Puls rynku
2017-07-24 20:24 | Ruch prezydenta i ruchy złotego |
Raporty codzienne |
Wykres eurodolara
Wykres eurodolara startował dziś z wysokich poziomów rzędu 1,1685. W czasie sesji euro straciło na wartości, przez co w minimach sprzed paru godzin notowania były już przy 1,1625-30.
Z jednej strony to po prostu techniczna korekta, która być może jeszcze nie oznacza żadnej długoterminowej fali (a może jednak?). Z drugiej, to efekt danych makro, które się pojawiły. Otóż np. indeksy PMI dla przemysłu i usług w Niemczech oraz Strefie Euro wypadły raczej słabo. Wskaźnik przemysłowy Eurolandu uplasował się na poziomie 56,8 pkt. Samo w sobie może i nie jest to słabym rezultatem, ale przecież oczekiwano 57,2 pkt. W usługach też było (odrobinę, co prawda) gorzej od założeń. W Niemczech przemysłowy PMI wyniósł 58,3 pkt, oczekiwano 59,2 pkt. PMI usługowy miał wynieść 54,3 pkt, a faktycznie było to 53,5 pkt.

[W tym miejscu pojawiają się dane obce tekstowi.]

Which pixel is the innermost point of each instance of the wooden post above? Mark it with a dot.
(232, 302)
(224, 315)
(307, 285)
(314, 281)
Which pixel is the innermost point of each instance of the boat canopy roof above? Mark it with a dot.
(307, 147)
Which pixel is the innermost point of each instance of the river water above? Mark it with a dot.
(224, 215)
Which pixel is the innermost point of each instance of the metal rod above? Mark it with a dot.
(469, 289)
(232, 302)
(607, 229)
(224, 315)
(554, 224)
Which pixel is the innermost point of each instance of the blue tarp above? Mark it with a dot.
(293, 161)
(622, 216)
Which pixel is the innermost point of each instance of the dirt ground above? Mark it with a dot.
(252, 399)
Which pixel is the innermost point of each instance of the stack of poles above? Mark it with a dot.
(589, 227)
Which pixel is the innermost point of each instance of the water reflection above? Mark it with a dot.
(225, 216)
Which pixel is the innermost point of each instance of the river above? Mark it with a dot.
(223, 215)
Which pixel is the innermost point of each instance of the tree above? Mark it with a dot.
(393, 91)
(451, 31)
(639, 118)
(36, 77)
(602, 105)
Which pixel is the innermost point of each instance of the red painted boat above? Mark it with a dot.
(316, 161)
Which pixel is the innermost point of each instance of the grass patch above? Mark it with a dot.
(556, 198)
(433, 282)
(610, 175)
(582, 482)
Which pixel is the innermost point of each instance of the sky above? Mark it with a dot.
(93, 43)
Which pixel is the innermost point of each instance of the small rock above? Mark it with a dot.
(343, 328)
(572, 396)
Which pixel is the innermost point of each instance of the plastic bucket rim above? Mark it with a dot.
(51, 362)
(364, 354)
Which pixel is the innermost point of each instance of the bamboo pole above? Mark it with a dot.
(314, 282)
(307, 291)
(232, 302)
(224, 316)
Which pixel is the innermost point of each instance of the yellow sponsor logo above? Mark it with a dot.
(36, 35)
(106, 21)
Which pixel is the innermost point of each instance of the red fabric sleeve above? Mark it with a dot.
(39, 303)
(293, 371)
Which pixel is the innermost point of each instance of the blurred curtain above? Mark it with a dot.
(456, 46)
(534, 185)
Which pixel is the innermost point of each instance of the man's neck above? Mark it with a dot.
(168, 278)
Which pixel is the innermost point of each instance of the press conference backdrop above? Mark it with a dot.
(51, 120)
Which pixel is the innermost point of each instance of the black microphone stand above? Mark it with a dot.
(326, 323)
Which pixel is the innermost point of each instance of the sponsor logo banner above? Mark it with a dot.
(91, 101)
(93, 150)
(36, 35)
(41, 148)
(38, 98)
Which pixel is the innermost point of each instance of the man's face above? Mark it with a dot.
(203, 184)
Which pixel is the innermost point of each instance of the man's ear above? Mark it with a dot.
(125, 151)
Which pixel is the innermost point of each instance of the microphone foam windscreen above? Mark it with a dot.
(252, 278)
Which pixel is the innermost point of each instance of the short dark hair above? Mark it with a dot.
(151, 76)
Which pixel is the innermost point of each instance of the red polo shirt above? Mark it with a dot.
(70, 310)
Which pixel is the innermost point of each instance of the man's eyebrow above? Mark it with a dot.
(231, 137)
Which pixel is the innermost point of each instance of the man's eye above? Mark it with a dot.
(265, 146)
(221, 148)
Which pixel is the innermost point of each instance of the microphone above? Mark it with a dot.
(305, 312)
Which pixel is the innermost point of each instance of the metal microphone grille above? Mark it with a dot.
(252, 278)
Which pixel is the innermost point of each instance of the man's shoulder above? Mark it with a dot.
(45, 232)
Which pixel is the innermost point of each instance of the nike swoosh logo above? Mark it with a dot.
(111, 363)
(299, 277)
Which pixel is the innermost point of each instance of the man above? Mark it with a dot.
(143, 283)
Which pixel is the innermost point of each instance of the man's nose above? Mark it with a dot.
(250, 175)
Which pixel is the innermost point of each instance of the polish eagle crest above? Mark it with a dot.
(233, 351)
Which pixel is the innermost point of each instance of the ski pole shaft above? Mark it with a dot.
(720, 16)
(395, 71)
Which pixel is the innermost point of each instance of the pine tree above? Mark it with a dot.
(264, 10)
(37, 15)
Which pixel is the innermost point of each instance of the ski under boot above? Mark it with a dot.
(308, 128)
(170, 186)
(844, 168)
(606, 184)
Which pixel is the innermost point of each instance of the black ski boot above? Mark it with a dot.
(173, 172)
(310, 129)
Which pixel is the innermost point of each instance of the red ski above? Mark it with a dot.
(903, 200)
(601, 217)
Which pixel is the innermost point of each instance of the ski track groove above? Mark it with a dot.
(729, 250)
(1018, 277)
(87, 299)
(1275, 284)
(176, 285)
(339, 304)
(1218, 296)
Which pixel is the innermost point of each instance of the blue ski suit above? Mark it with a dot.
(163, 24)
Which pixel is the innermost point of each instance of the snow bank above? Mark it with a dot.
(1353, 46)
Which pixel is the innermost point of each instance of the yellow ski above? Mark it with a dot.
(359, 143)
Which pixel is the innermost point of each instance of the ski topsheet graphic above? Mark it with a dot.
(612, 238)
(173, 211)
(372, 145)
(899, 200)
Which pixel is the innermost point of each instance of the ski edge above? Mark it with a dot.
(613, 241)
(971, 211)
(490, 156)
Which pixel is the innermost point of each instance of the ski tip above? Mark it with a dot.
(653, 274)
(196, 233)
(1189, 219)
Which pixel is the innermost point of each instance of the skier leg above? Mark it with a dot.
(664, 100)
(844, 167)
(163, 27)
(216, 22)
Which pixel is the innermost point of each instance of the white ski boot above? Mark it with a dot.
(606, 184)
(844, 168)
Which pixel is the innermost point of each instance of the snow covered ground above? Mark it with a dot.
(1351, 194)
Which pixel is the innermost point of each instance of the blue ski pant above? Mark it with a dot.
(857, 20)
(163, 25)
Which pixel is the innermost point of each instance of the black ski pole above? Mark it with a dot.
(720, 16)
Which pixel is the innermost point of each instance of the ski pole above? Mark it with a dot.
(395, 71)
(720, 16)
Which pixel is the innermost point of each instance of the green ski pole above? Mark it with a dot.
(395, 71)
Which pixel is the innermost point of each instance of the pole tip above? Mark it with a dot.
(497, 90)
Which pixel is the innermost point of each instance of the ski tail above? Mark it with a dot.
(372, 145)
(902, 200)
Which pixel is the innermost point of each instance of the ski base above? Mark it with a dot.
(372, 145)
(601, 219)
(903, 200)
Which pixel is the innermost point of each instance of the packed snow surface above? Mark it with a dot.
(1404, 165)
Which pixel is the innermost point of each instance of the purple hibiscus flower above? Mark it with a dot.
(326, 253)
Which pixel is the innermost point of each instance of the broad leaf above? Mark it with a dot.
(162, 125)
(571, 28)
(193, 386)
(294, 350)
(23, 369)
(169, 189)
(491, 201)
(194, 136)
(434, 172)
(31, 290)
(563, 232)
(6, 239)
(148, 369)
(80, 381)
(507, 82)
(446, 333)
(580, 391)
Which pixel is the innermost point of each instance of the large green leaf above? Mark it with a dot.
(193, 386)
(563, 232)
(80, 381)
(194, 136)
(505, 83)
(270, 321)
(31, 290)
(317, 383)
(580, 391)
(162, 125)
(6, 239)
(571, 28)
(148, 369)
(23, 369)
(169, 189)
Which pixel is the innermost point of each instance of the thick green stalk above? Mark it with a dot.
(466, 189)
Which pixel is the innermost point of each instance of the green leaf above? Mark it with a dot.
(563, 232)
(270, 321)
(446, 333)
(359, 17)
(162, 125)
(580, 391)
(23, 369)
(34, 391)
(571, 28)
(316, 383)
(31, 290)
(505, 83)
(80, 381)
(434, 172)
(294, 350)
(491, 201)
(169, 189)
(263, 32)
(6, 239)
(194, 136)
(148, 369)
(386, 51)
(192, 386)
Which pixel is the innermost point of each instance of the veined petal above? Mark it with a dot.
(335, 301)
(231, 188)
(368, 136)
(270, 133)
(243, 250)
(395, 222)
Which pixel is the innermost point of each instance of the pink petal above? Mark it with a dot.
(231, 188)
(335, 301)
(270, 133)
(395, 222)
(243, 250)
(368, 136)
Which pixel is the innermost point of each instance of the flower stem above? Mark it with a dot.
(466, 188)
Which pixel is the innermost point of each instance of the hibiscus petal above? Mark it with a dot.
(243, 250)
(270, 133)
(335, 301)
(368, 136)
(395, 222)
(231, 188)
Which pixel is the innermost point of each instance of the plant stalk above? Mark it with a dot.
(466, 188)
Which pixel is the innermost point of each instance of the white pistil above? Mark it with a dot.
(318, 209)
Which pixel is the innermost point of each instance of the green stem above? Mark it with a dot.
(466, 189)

Tymczasem w Stanach Zjednoczonych – odwrotnie. Tam przemysłowy PMI ukształtował się na poziomie 53,2 pkt, gdy czekano na 52,1 pkt. W usługach miało być 54,1 pkt, było 54,2 pkt (zawsze coś...).
Tym razem piłka była więc po stronie dolara. Ale oczywiście to dopiero początek tygodnia. Idziemy dalej, w każdym razie jutro pójdziemy. Jutro mamy w programie m.in. indeks Richmond Fed, ale też niemiecki indeks Ifo. W środę mamy decyzję FOMC na temat stóp procentowych. Nie oczekuje się żadnej wakacyjnej zmiany, a po decyzji nie będzie konferencji prasowej, tak więc – wbrew pozorom – nie to będzie kluczowym wątkiem. Ważniejszy może się okazać piątek, gdy poznamy wstępny PKB Stanów za III kwartał.
"Non possumus" prezydenta
Nad ranem notowano poziomy rzędu 4,27 na wykresie euro-złotego. Po paru godzinach notowania były już nieco niżej, złoty odzyskał grosz, dwa – i wydawało się, że tak upłynie reszta dnia. Ale potem rynkiem wstrząsnął nie kto inny, jak prezydent Duda. Głowa państwa ogłosiła, że wetuje dwie ustawy sądownicze PiS – o Krajowej Radzie Sądownictwa oraz o Sądzie Najwyższym.
Złoty momentalnie zyskał, wykres poszedł na 4,2325, jeśli brać pod uwagę minima. Widać więc, że uprzednio było skumulowane pewne napięcie polityczne. Sama decyzja Dudy jest rozmaicie komentowana. Są tacy, którzy uważają, że to wszystko rzecz uzgodniona z prezesem Kaczyńskim, temat pozorowany, zagrywka obliczona na przepchnięcie tych samych przepisów za parę miesięcy po kosmetycznych poprawkach. Wydaje się jednak, że przynajmniej prominentni politycy PiS są zaskoczeni i rozczarowani – vide wypowiedzi pp. Morawieckiego, Sasina czy Jakiego. Musielibyśmy więc uwierzyć w mocną teorię spiskową, w ramach której prezes partii rządzącej uzgodnił to tylko i wyłącznie z Andrzejem Dudą, nie mówiąc o tym nawet swoim ludziom. Cóż, kto chce – niech wierzy. Inni sądzą z kolei, że w ten sposób Duda chciał się odegrać za wcześniejsze traktowanie. Część publicystów upatruje w tym nawet zaczątku nieformalnej frakcji czy partii prezydenckiej (Bezpartyjny Blok Współpracy z Prezydentem?).
Tak czy inaczej złoty zyskał – ale potem, gdy sytuacja się wyrównała i temat został przełknięty, znów stracił. Wieczorem znów mamy 4,26. USD/PLN rankiem zszedł z okolic 3,6630 do 3,6340, a potem stopniowo odbił na północ, ku wcześniejszym poziomom. A więc widać, że polityka okazała się tylko pretekstem – ostatecznie złoty i tak jest poddany czynnikom globalnym. W tym roku i tak sporo zyskał, nie dziwi więc to, że od połowy maja generalnie traci do euro – a ostatnio ma też problemy z dalszym zyskiwaniem do dolara.